Les preuves intellectuelles qui aident l’homme à trouver des solutions à ses problèmes à travers la nature que Dieu lui a donnée, sont de deux sortes : démonstratives (burhan) et dialectiques (djadal). La démonstration est une preuve dont les prémisses sont vraies (en accord avec la réalité), même si elles ne sont pas observables ou évidentes.

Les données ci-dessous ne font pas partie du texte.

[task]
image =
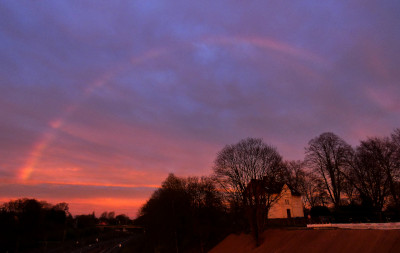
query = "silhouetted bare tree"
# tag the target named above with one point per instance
(328, 156)
(250, 160)
(183, 215)
(368, 173)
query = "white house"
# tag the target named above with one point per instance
(288, 205)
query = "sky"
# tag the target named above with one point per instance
(101, 100)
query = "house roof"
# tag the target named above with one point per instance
(271, 187)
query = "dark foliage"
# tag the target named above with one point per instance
(184, 214)
(28, 224)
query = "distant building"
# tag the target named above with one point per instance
(286, 201)
(289, 204)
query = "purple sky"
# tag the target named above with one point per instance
(100, 100)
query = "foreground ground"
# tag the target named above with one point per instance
(327, 241)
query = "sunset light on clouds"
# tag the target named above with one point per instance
(100, 100)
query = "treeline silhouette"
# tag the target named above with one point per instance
(338, 183)
(30, 225)
(184, 215)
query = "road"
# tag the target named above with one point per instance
(110, 246)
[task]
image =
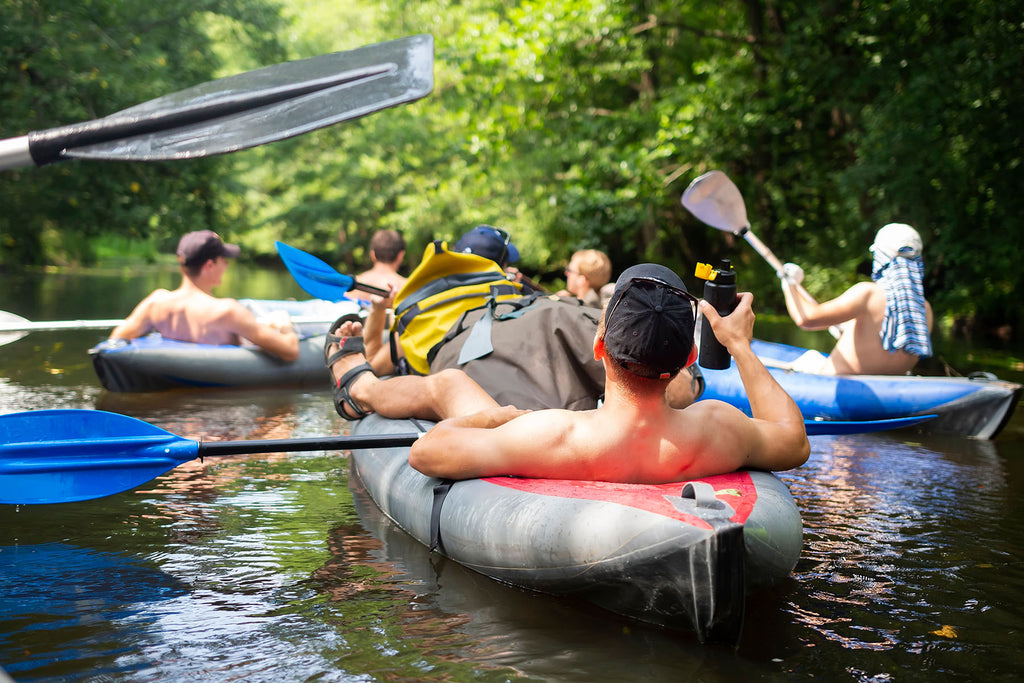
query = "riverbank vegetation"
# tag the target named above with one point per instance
(571, 124)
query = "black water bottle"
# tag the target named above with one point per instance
(720, 292)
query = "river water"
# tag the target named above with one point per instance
(279, 568)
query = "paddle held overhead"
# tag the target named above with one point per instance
(715, 200)
(72, 455)
(242, 111)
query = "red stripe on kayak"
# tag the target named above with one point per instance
(735, 488)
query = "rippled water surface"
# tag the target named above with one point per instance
(278, 567)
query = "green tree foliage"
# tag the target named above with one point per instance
(572, 124)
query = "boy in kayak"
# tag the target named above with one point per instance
(587, 272)
(192, 312)
(644, 338)
(886, 324)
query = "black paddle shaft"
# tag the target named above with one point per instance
(312, 443)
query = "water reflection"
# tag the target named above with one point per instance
(91, 602)
(892, 529)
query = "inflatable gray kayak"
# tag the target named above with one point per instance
(681, 555)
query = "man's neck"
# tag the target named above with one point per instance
(196, 285)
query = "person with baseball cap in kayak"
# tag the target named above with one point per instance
(193, 313)
(644, 338)
(886, 324)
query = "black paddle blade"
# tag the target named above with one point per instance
(251, 109)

En d'autres termes, c'est une proposition que l'homme comprend et confirme nécessairement par l'intelligence que Dieu lui a donné, comme par exemple lorsqu'il sait que « le chiffre trois est inférieur au chiffre quatre ». Ce type de pensée est appelé pensée rationnelle; et lorsqu'elle se préoccupe des problèmes universels de l'existence, tels que l'origine et la fin du monde et de l’homme, on la nomme pensée philosophique.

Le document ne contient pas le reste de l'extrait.